To answer that question, consider the following two projects:

1. Project is “awesome”, as it uses nice a programming language plus frameworks and tools. Design is “perfect”, methodologies are used extensively, etc. Continuous integration is somewhat broken, and it takes quite a long time to understand if a given change actually works and that it doesn’t break existing functionality. Due to unstable and slow integration points, builds frequently break due to timeouts and inconsistent behavior, and no work has ever been done to solve that problem.
2. Project is not that “nice” as it uses an orthodox programming language, frameworks are somewhat outdated, tools work alright, but are not fancy at all. Code and overall design are not amazing, but they are not too hard to understand and maintain. Testing quality is high and continuous integration work flawlessly though, and any changes to the system can be guaranteed to work quickly (in the range of a few minutes) and safely.

If you had to pick one of those projects to work for, which one would it be? If you’re into actually delivering results, you’d probably pick project 2, as it provides the infrastructure to develop features in a sustainable way. If you’re into RDD and/or if you don’t really care about the actual solution you’re building, you’d probably lean towards project 1.

With that in mind, observe the following technical aspects dependencies graph:

This basically means that focusing on continuous integration (as in: the ability to quickly make sure the system is ready for production) would force the other aspects to be consistently managed. On the other hand, it doesn’t seem to be the case that spending most of the project’s complexity budget into basic aspects (such as dealing with programming languages and playing with frameworks) and leaving the other aspects aside would create an efficient development model.

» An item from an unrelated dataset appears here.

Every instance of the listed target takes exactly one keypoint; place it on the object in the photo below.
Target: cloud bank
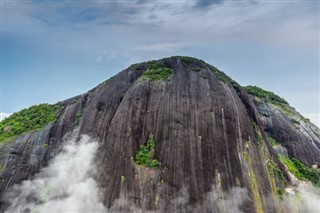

It’s troubling to see that so much attention in most projects is given to technical aspects that have limited influence on software quality, whereas aspects such as proper testing and continuous integration are taken for granted and not prioritized. Maybe that’s because the most immediate problems found in developing software are related to coding, leading to a strong focus on “instant gratification” topics, such as programming languages, frameworks, code design, etc. At the same time, it may be counter-intuitive to imagine that “good code” could be produced by focusing on the ability to have the system ready for production at any given point in time.

As far as technical concerns influence the solution quality, your best bet to get a project to succeed is to limit its complexity budget by making sure every single technical choice supports a mode of development that is oriented to quickly guarantee the system is always working. Stay away from the initial temptation to aimlessly play with tools, programming languages and frameworks; focus on continuous integration first, derive the other choices from that, and you won’t get it wrong.